For example, in 2017, only 4.2% of the total budget of the Korean government’s R&D of ICT (Information and Communication Technology) was used for social problem solving, but this investment will be increased to 45% within the next five years as the improvement of Korean people’s livelihoods and social problems are selected as important issues by the present government [2]. In addition, new categories within ICT, including AI, are required as a key means of improving quality of life and achieving population growth in this country.

In this letter, I introduce research on the informatics platform for social problem solving, specifically based on spatio-temporal data, conducted by Hanyang University and cooperating institutions. This research ultimately intends to develop informatics and convergent scientific methodologies that can explain, predict and deal with diverse social problems through a transdisciplinary convergence of social sciences, data science and AI. The research focuses on social problems that involve spatio-temporal information, and applies social scientific approaches and data-analytic methods on a pilot basis to explore basic research issues and the validity of the approaches.
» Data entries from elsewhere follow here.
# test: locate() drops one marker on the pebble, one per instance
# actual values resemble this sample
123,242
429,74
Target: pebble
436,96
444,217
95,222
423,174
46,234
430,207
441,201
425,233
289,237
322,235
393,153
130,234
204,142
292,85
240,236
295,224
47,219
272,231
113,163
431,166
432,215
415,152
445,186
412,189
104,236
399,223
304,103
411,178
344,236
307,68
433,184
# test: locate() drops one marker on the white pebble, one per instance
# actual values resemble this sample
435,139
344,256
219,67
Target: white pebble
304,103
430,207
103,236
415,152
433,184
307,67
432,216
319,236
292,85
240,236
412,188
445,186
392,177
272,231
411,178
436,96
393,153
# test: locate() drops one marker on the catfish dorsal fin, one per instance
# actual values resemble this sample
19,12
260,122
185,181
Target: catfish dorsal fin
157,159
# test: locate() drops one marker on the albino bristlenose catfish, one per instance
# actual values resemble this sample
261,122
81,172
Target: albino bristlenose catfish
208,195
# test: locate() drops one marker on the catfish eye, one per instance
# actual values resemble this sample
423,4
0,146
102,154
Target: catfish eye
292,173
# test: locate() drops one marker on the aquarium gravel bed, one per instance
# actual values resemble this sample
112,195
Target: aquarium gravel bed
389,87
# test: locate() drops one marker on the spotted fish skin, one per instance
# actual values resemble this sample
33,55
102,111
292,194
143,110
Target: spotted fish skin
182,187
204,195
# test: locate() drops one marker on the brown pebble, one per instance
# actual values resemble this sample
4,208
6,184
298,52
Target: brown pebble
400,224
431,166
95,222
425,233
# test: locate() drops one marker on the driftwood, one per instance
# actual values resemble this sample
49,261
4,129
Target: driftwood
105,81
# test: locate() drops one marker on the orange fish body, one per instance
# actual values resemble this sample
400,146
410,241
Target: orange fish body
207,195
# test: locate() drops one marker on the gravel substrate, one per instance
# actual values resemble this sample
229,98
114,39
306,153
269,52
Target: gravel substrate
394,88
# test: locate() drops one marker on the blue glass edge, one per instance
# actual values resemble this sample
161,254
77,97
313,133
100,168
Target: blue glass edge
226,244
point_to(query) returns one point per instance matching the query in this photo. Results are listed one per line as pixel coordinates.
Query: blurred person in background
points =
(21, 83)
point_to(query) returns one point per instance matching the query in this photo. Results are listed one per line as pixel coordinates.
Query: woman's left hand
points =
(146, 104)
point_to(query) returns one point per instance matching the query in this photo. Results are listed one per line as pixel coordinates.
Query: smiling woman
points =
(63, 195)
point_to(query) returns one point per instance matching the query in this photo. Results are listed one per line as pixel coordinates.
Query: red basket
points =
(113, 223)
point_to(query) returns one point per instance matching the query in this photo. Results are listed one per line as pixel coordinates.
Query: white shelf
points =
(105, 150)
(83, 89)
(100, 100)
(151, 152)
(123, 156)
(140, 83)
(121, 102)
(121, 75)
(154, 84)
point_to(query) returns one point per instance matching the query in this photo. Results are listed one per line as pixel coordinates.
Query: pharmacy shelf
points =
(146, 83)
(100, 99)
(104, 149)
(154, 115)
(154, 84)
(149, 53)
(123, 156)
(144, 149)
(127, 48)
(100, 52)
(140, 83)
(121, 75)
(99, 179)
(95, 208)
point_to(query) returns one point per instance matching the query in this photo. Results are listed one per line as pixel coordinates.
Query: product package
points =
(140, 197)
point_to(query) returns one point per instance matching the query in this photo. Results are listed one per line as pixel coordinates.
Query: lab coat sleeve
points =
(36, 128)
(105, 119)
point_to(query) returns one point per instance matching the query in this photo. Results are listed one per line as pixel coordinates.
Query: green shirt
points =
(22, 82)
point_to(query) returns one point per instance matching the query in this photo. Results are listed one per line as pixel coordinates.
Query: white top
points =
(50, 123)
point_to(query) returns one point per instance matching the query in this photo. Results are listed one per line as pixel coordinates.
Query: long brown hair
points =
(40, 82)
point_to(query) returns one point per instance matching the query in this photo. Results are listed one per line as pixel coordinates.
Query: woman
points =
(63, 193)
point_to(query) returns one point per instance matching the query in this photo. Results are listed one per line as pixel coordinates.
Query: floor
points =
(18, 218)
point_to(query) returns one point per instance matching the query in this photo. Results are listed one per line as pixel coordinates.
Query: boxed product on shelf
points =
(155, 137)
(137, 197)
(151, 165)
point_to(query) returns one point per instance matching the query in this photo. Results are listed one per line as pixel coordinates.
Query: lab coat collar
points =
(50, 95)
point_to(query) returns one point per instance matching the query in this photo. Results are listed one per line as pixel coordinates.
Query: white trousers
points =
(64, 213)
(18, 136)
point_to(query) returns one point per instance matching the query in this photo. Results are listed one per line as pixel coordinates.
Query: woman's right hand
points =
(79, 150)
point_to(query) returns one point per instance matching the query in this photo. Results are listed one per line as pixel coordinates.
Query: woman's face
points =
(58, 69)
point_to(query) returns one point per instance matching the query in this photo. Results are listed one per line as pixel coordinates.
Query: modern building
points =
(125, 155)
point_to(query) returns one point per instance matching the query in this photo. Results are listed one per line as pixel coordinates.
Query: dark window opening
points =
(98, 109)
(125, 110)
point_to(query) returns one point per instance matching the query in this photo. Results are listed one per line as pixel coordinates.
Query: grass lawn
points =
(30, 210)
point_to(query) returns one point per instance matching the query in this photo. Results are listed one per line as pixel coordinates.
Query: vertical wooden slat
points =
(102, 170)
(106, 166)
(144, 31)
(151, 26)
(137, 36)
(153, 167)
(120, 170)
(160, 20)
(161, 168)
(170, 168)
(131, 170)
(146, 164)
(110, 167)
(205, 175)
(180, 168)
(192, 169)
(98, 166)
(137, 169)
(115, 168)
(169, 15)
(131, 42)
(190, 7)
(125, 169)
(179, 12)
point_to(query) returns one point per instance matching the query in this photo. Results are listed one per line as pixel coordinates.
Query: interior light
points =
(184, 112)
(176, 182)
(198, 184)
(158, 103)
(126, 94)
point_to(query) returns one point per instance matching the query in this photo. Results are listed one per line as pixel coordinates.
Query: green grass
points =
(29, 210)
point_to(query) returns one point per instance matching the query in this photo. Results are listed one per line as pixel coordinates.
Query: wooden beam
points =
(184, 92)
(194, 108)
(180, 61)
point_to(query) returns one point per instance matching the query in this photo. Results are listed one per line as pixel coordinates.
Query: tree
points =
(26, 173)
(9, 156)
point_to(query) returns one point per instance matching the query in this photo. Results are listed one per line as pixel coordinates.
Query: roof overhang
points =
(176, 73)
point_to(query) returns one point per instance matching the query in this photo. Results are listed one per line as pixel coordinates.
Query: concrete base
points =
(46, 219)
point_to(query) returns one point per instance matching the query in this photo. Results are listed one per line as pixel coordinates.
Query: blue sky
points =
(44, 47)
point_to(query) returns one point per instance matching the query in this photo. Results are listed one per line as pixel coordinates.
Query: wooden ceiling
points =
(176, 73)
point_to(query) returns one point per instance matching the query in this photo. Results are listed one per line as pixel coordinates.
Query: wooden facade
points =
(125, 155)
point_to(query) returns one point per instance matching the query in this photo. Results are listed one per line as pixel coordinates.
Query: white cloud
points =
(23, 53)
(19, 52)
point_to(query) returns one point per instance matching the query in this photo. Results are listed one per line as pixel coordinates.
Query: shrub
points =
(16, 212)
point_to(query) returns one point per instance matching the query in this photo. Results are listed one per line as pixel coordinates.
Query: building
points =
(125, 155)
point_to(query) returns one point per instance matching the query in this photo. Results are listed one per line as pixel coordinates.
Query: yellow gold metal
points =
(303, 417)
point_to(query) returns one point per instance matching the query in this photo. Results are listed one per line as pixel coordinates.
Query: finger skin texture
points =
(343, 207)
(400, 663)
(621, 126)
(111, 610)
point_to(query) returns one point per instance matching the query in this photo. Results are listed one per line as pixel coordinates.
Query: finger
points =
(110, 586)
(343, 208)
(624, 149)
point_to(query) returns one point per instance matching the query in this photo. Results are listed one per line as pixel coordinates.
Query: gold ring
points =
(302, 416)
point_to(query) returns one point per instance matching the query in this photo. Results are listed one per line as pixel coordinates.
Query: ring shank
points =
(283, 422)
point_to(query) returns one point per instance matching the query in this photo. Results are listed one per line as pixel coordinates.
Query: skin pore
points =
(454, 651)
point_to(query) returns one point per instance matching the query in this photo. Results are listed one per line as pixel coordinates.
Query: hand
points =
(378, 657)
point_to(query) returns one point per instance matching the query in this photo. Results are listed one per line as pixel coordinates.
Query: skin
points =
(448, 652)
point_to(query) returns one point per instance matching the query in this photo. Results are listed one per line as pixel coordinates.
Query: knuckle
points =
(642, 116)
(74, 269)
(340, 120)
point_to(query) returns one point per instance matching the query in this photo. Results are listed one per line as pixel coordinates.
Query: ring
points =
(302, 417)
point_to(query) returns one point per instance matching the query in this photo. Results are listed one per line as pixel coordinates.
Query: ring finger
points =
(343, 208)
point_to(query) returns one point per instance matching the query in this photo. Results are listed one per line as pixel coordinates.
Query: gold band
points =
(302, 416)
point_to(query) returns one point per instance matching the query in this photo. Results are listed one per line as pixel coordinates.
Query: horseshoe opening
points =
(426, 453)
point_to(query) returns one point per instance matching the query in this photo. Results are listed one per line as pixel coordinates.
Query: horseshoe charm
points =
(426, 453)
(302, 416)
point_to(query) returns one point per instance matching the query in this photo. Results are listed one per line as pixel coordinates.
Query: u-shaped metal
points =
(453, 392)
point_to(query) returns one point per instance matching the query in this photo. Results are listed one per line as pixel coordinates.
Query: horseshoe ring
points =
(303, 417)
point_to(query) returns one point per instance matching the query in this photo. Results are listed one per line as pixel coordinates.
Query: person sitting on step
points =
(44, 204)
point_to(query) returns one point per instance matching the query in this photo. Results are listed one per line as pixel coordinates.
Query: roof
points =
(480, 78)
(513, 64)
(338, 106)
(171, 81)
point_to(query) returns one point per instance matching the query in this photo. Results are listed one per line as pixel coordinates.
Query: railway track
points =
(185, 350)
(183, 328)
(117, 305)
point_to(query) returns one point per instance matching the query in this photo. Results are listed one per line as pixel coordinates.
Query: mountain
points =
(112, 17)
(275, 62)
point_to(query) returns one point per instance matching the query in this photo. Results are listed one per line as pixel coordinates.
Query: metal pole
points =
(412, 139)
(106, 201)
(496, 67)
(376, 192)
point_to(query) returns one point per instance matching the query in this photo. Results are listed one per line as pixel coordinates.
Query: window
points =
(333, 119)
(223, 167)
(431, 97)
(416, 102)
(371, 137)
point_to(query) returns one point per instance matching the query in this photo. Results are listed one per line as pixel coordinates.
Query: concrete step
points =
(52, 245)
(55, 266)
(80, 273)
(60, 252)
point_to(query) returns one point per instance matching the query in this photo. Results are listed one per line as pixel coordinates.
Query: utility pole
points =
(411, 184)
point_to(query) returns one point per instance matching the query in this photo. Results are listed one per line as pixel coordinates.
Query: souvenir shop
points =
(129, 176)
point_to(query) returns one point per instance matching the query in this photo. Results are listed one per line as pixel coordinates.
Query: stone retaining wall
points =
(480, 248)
Furthermore, (1) open-source informatics using convergent-scientific methodology and models, and (2) the spatio-temporal data sets that are to be acquired in the midst of exploring social problems for potential resolution are developed.

In order to examine the applicability of the models and informatics platform in addressing a variety of social problems in the public as well as in private sectors, the following social problems are identified and chosen:

  1. 1.

    Analysis of individual characteristics with suicidal impulse

  2. 2.

    Study on the mobility of the disabled using GPS data

  3. 3.

    Visualization of the distribution of anxiety using Social Network Services

  4. 4.

    Big data-based analysis of noise environment and exploration of technical and institutional solutions for its improvement

  5. 5.

    Analysis of the response governance regarding the Middle Eastern Respiratory Syndrome (MERS)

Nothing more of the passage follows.